Some marketers remain unconvinced by any technical advancements that Sora may have made in the months since it was released in beta.
“Sora is great for bogus, bastardized, nonsensical, dreamlike sequences,” says Bernard Meyer, senior director of creative and communications at Omnisend, an e-commerce and email marketing firm.
Speaking more generally, Meyer suggests that AI-generated video tends to fall short when it comes to “creating visual consistency” and says that humans can frequently pinpoint these visual inconsistencies. “When even the smallest detail is ‘off,’ we can spot it and it will distract us from the focus or purpose of the video,” he says.
Technical limitations aside, Sora-made videos may fall flat for want of greater cultural context and human emotion, says Daria Shevchenko, CMO at Snov.io, which helps firms automate their marketing efforts. In her view, no amount of technical innovation will translate seamlessly into “content that will resonate with real people.” She says, “Only people know how to do that.”
Weighing the legal and ethical landmines
Sora’s public debut has sparked concerns over legal and ethical issues that could complicate the platform’s widespread adoption.
For one, while Sora may represent a breakthrough in AI-generated content, it also shines a spotlight on consumers’ and lawmakers’ growing concerns about authenticity, provenance and intellectual property rights.
Today, the need for more explicit disclosures about whether a piece of content was made or augmented with AI is growing, evidenced by an explosion of AI-generated misinformation this year – from realistic faux images of young hurricane survivors to a Soviet-era-inspired image portraying Kamala Harris as a communist.
OpenAI has said that Sora adheres to the Coalition for Content Provenance and Authenticity (C2PA) specifications. Founded in 2021 by a cohort including Adobe, BBC, Intel and Microsoft, C2PA has established an open-access technical standard that can be used to verify a piece of content’s origins and authenticity.
Nonetheless, some experts remain concerned due to OpenAI’s lack of transparency around its training and governance practices. The company has not disclosed the specific datasets used to train Sora. Like many other consumer-facing generative AI models, it’s probable that the program was trained on a vast range of publicly available information, which may include work in the public domain, copyrighted materials and other sources. Of course, the possibility that the model was trained on copyrighted work creates potential legal pitfalls for users and for OpenAI.
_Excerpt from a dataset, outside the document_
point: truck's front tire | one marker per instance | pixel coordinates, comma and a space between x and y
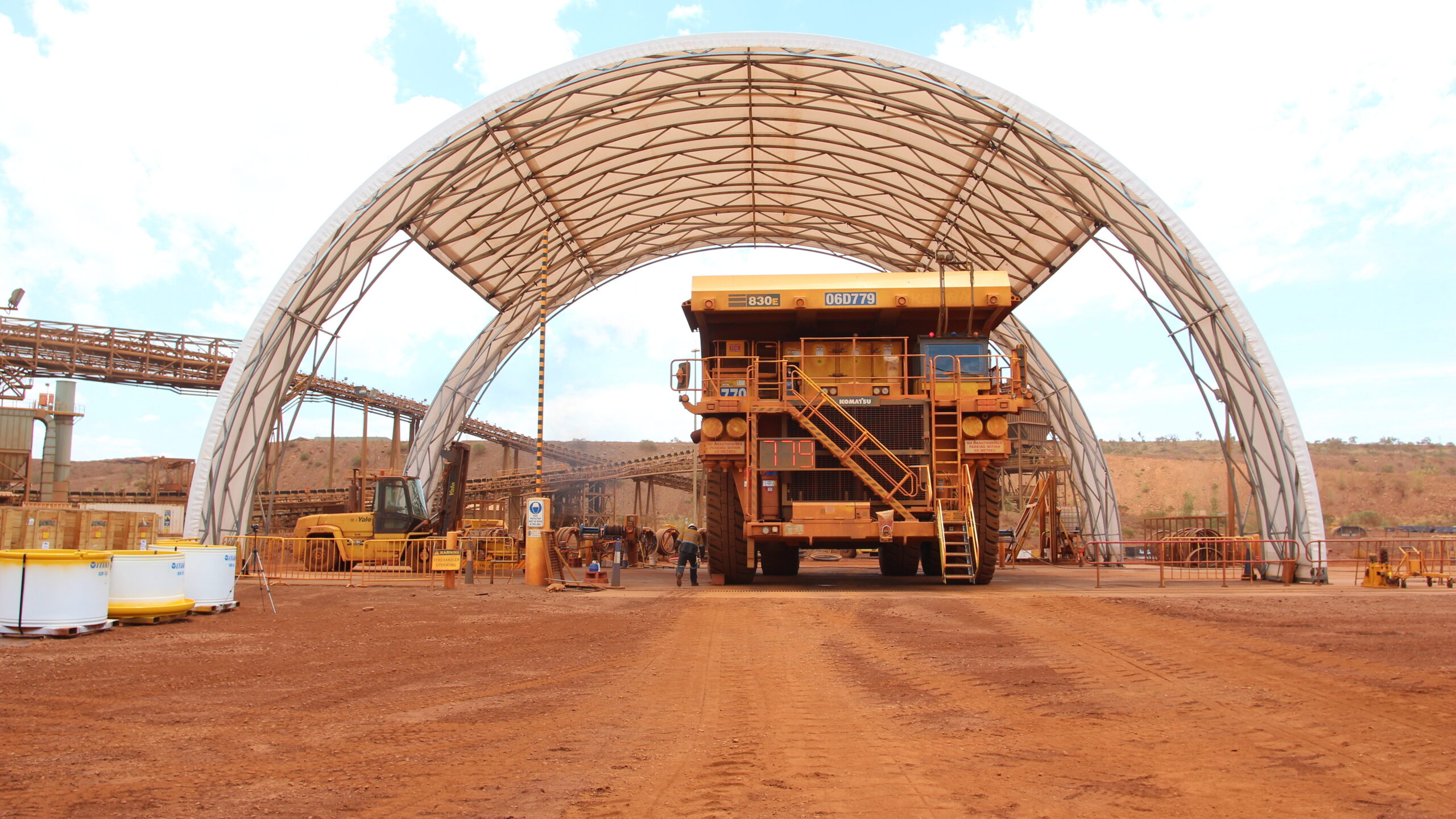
727, 544
987, 522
Brian Sanford, the creative editor and director of post-production at Versus, a production studio, partook in the artist beta, and has had extended access to Sora for the past six months. While he’s been somewhat impressed by the ability to generate longer videos and the visual fidelity of the end product, he remains skeptical about the system’s training. And ultimately, Sanford sees this as a prohibitive hurdle. “Without a clear understanding” of how Sora was trained, he says, “it will be difficult to deploy the system in commercial production.”
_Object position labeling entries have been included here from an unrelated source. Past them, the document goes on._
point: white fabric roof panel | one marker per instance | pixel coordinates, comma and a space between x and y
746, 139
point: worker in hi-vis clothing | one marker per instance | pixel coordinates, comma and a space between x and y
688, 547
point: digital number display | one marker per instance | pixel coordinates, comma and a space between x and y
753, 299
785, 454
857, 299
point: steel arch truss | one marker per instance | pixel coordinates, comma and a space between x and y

The notion is echoed by Terri Walter, managing director of B2B marketing agency SalientMG, who says that Sora is still “far from being a tool we would recommend for commercial use cases.”
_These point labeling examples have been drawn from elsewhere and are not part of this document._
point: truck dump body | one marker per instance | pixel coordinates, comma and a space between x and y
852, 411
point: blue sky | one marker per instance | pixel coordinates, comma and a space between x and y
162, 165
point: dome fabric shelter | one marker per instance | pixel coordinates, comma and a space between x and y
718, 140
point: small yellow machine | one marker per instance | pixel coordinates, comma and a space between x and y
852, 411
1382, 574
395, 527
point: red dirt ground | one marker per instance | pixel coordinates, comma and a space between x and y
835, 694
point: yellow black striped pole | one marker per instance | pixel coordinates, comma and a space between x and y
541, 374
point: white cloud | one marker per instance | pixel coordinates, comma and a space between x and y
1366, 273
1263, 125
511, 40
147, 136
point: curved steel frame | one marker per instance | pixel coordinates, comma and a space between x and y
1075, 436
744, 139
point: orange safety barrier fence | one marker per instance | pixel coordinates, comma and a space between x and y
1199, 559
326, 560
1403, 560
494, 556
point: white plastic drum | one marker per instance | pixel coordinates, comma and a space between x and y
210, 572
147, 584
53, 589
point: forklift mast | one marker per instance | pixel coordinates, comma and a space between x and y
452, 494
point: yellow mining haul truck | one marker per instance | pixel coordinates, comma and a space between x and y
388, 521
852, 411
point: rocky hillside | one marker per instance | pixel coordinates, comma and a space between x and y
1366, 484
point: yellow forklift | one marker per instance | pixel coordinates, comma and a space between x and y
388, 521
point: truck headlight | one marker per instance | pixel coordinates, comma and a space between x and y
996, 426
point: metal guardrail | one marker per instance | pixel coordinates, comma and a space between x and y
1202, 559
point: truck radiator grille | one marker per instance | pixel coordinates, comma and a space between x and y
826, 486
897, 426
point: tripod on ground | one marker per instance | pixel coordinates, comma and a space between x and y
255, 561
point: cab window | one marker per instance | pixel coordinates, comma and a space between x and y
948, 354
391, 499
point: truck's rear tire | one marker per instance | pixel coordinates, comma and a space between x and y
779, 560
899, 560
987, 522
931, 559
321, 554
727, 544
She argues that Sora falls short in terms of asset protection and proper governance, making it a potential liability for marketers and advertisers. She urges the industry to keep an eye on OpenAI’s governance practices and remain vigilant in complying with data privacy regulations like the EU’s General Data Protection Regulation and the UK’s Online Safety Act.
Experts remain divided on the extent to which Sora will revolutionize marketing and commercial creativity, but one thing is clear: the influx of AI-generated video in the industry and in the world comes with a plethora of legal and ethical quandaries yet to be fully addressed.
Shortly after its public launch on Monday, OpenAI barred new Sora signups due to high demand.